Monday, June 15, 2015

Down at the D.M.V

Not really at the DMV, but it sure felt like it.

After being here nearly a year, I finally got my Indonesian driver’s license. I’m afraid this blurb will not do the experience justice.  

From previous entries, you’ll recall that Jakarta is a city of 20 some million.  No one really knows.  And, while back in the states, DMV offices are branched out into the city, in Jakarta, there is one. Yes, just one office serves the entire population.

This city adds 1200 new vehicles per day. If just half of the 20 million people have or want a license and they need it renewed every 5 years and there are 220 working days in a year, that makes about 9000 people needing a license each day.  And, since they all know it will take a while, they all show up as early as possible. When one shows up at 9:30, you can imagine the line that has already formed.

The DMV here is not really a building, but rather a campus dedicated to the provision of driving documents.  It is massive and surreal. Large, tall concrete semi open structures seemingly built to hold heat.  The ceiling fans are distantly placed so as to be totally unhelpful. Rows and rows of hard plastic benches.  A fake, random and non-native maple tree with orange plastic leaves sits in the corner.  

Everywhere you look there are lines for various tasks required to get your license.  Getting a form line. Turning in a form line.  Eye test line. Pay your money line  Photo and fingerprint line.  Receive your license line.

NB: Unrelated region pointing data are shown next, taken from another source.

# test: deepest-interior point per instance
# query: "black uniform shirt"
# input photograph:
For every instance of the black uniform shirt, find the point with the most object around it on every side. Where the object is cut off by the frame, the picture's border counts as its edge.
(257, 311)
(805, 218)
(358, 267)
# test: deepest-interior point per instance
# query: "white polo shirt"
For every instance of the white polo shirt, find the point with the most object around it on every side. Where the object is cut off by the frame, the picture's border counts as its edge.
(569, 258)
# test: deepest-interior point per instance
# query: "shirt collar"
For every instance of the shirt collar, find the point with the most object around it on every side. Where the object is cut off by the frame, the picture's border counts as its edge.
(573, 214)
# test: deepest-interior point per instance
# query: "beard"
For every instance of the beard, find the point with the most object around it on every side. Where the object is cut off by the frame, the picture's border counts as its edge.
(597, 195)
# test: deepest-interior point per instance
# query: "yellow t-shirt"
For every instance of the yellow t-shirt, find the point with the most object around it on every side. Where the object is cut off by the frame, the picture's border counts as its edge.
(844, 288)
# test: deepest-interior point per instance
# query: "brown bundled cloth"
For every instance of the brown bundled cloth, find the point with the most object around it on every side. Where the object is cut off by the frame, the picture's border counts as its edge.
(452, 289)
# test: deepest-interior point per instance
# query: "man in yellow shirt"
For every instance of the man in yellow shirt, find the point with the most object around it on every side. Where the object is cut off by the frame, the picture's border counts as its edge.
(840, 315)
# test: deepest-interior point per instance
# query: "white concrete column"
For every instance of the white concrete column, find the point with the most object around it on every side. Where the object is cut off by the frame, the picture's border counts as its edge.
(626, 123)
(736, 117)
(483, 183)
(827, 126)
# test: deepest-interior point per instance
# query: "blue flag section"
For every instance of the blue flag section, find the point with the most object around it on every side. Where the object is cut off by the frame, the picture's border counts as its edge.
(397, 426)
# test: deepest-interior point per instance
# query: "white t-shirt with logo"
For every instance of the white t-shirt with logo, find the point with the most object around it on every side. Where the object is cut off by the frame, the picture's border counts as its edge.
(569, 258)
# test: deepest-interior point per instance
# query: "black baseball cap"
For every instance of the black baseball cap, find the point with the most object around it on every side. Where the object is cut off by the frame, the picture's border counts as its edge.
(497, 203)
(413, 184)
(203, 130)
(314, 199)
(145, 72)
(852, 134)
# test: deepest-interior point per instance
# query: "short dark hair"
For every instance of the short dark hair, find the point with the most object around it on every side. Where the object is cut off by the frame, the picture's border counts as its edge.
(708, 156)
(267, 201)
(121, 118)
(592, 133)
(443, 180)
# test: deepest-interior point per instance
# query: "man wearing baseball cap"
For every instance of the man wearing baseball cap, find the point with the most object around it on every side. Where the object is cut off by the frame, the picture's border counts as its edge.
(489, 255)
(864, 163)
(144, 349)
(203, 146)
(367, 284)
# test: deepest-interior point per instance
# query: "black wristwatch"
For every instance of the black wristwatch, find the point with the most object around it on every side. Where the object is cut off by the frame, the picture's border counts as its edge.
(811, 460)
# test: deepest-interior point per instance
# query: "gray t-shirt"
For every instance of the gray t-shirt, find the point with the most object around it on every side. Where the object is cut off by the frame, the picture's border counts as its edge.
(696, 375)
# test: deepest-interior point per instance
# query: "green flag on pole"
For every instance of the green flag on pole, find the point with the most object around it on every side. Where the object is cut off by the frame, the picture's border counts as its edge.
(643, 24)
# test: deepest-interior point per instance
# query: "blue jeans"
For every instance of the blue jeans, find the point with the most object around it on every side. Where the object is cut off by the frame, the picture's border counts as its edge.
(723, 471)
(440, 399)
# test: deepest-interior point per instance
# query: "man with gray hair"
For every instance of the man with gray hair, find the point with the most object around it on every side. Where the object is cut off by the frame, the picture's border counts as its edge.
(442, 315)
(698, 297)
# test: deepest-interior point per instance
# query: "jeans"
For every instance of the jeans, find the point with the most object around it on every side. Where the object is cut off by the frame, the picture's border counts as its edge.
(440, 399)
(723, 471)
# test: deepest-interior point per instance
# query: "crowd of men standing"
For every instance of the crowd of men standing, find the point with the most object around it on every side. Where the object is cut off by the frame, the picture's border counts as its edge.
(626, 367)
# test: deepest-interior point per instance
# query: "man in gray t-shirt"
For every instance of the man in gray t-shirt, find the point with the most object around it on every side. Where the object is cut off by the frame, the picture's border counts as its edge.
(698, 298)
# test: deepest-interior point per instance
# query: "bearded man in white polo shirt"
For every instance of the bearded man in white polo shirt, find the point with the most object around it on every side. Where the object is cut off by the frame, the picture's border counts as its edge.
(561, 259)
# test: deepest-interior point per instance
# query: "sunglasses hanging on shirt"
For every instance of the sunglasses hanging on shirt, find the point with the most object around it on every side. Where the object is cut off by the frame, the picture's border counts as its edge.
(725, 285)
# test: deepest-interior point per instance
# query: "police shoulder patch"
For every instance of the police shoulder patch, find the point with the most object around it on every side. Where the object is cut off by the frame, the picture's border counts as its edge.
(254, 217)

Rows of holed windows line walls.  At intervals, official voices bark out names, volume unassisted. The sound trailing off into the space and the background noise. No one hears anything  An odd 8-bit chorded sound track is on auto repeat and plucks at the last nerve anyone has left.

There is one room labelled “Simulator room.”  Apparently this is a splendid boondoggle.  A former government official received a large kickback for allowing a contract of driving simulators that promised to allow everyone to take their driving tests without having to venture out into the the Jakarta traffic that they rode in on.  Alas, the software and technology were so glitchy that they are unusable and thus collect dust.

And, as always, all sorts of enterprises have sprung up around it it try and make some money.  ATMs offer a ready supply of cash to help grease the wheels of bureaucracy. There are photo copy booths. Food vendors line the streets selling food while you wait.  Hawkers even sell pencils that you’ll need to fill out forms.

The Indonesian government won’t allow open necked photos or t-shirts or photos of women with bare shoulders or, curiously, people wearing flip flops, though they only take a head shot. The result is a massive cavern of damp people and wallets full of the wilted photos.

I know many Indonesians can spend a day here just getting something done.  My pembantu, spent the better part of a day only to find she’d been in the wrong line and so had to go back the following day to finish up.

Fortunately, we had a facilitator.  Many expat companies hire these people to walk their employees through the process.  They handle the paperwork and know how to get things done.  Our guy worked for the embassy and seemed to know everyone.  We only had to wait in one spot for very long.  We were in and out in an expedient three and half hours!